Cuando decidimos transformar el diseño de una calle, podemos tener en México, Latinoamérica y el mundo muchos ejemplos de los cuales tomar referencia. Una calle al final debe lograr el equilibrio entre los usos, las actividades, las personas que se mueven en ella y los medios de transporte que decidimos priorizar. Hay manuales, normas, reglamentos, pero sobre todo ejemplos claros que comenzamos a replicar.

Para las transformaciones en el transporte público es diferente, los modelos de transformación no son ejemplos que puedan replicarse o copiarse. Los procesos locales dependen de las condiciones sociales, urbanas, políticas, institucionales y financieras de cada lugar, aún en la misma ciudad; basta ver la evolución que el mismo Metrobús ha tenido en el diseño e implementación en cada una de sus líneas. No hay un proceso igual a otro.

Por otro lado, el transporte público concesionado no genera información clara para la toma de decisiones: necesidades de personal, condiciones laborales, demanda, ingresos, gastos, pagos de derechos u obligaciones fiscales, etc. El control sobre lo que sucede a nivel operativo y financiero ha sido una brecha de información que mantiene alejados a la autoridad y al prestador del servicio. Muchas autoridades han naturalizado el concepto de que el servicio público tiene una operación privada y como tal no les corresponde supervisar y sancionar, lo que llamamos la pérdida del estado de derecho.

La falta de claridad en los mecanismos de recuperación de la rectoría del estado en el transporte es una de las barreras que se deben librar para poder iniciar procesos de transformación, y esto nos lleva a revisar las modificaciones legislativas que se han hecho para que los estados vuelvan a tener el control sobre el transporte como servicio público.

Una propuesta desde la experiencia para el futuro de la política de movilidad

«Es importante que el diseño de las políticas públicas nacionales combata la miopía hacia la acción local y se concentren en fortalecer el federalismo sin asistencialismo institucional o el beneficio político territorial. Necesitamos claridad en los roles y financiamientos con reglas claras y prioridades».

Las conclusiones de todas las entrevistas nos dirigen a una acción clave y contundente que puede hacerse desde el gobierno federal: Una política nacional clara que defina las prioridades, el reparto de responsabilidades y las reglas del financiamiento palanca que facilite la transformación alineada a las prioridades.
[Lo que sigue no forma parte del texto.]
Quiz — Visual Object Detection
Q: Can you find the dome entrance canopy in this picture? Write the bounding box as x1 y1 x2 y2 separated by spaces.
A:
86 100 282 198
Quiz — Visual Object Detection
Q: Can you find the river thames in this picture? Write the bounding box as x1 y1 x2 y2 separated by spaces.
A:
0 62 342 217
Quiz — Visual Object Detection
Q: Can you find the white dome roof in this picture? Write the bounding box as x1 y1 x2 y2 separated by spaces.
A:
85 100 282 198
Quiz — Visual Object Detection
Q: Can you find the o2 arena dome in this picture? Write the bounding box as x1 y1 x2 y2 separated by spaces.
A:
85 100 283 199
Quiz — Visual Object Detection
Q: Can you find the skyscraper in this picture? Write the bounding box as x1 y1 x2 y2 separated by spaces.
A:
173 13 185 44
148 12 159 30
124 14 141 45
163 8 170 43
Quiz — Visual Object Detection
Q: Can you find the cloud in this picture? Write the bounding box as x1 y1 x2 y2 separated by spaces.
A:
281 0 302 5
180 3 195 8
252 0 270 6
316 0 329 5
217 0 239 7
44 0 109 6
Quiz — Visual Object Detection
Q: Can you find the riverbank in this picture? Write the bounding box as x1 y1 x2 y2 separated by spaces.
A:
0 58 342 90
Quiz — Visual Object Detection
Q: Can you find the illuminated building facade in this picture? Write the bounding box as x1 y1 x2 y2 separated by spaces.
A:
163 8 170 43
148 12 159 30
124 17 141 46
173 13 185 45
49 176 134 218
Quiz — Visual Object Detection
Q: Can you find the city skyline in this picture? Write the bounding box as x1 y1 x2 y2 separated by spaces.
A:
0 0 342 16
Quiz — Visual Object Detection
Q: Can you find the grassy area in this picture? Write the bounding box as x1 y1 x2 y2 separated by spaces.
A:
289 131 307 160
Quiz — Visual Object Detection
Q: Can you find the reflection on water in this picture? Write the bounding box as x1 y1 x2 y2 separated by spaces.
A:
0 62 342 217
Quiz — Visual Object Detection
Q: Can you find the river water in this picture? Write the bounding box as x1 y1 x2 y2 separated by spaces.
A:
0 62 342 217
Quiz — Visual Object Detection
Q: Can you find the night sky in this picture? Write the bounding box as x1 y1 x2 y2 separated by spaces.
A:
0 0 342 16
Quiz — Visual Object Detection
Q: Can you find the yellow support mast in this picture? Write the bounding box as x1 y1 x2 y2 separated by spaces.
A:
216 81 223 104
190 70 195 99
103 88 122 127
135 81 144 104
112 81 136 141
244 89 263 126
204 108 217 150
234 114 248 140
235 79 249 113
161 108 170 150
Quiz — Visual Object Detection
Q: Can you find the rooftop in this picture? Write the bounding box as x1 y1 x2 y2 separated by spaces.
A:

Esto aplica para todo el sistema de movilidad.

Desde la federación, debemos seguir el proceso que muchos estados ya ha implementado para tener avances significativos y constantes en la política de transformación de su sistema de movilidad: legislación, política, programas, instituciones y financiamiento. Nuestro trabajo consiste en asegurar que exista una política clara y una meta a seguir para mejorar diaria la movilidad de 103 millones de habitantes en México. Esta política nacional puede establecer los criterios de calidad de nuestra movilidad. Cuál es la experiencia de viaje que queremos para todas las personas que vivimos en México, cuáles son las prioridades que tendrán nuestra máxima atención y cuáles son las herramientas legales y financieras que debemos producir para ayudar a las entidades federativas en la implementación de esta experiencia de viaje en cada uno de sus territorios.

Un esquema de federalismo democrático define responsabilidades en los diferentes niveles de la implementación de la política pública. La federación deberá proveer de las herramientas jurídicas, programáticas y financieras que faciliten la implementación de prioridades. Los estados mantienen la responsabilidad de lograr los cambios necesarios en sus modelos de movilidad, logrando los acuerdos políticos y sociales en sus propios contextos, y los municipios proveen de las condiciones urbanas y territoriales necesarias para que la operación del sistema de movilidad llegue de forma adecuada a toda la población.

 

* Gisela Méndez es arquitecta. La vida la llevó a ser urbanista, ciclista, feminista y funcionaria de la movilidad.